Thought
Leaky abstractions are not failures. The lying is.
Every abstraction leaks.
The interesting part is how much damage we do by pretending otherwise.
An abstraction compresses detail so a human being can think at the right level most of the time. That is useful. It is also dangerous. The detail you threw away did not disappear. It is still there, waiting for the wrong load, the wrong timeout, the wrong failure mode, or the wrong person to lean on the interface a little too hard.
The leak is not the scandal. Reality is allowed to exist.
The scandal is when we sell an abstraction as if it removed reality instead of hiding it.
People talk about leaky abstractions as if a leak were a defect in an otherwise elegant design. It is not a defect. It is the design meeting reality.
An abstraction leaks because the underlying system still has shape. Time still passes. State still changes. Networks still drop packets. Another process still touches the same row. A user still clicks twice. The machine underneath your nice API remains a machine.
So when somebody says, "This API makes payments simple", the only honest question is: simple under what conditions?

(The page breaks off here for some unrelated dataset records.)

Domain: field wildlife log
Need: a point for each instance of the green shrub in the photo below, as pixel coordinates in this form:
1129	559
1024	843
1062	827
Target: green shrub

Can it time out after the bank accepted the charge? Can a retry create a duplicate? Can the client observe "failed" when the side effect already happened? Can two workers race on the same payment?

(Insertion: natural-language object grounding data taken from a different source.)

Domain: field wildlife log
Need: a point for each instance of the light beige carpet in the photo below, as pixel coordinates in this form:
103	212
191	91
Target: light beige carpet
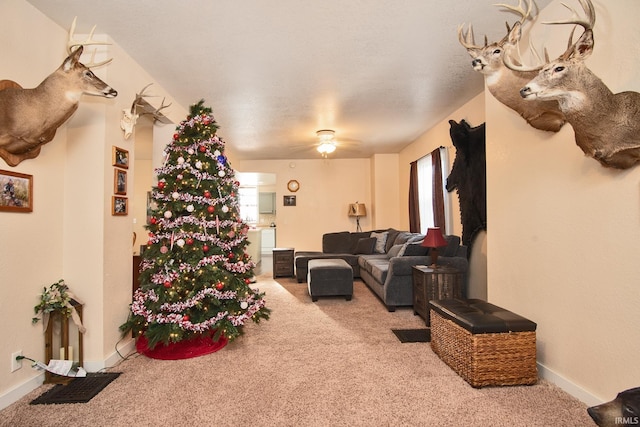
329	363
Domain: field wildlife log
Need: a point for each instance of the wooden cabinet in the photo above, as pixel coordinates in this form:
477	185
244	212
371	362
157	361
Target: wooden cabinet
283	262
442	282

If the answer is yes to any of those, the abstraction has not failed. It has revealed its boundary. The failure begins one step later, when documentation, code review, and architecture discussion keep speaking as if charge() were a neat atomic event. The system ships. The edge case arrives. The postmortem asks why nobody knew.
That is how teams get hurt. Not by complexity itself, but by false simplicity.
Good abstractions do not eliminate the hard parts. They put the hard parts in one place and mark them clearly.
Bad abstractions do the opposite. They smear reality across the system and then force every caller to rediscover the same failure modes the hard way.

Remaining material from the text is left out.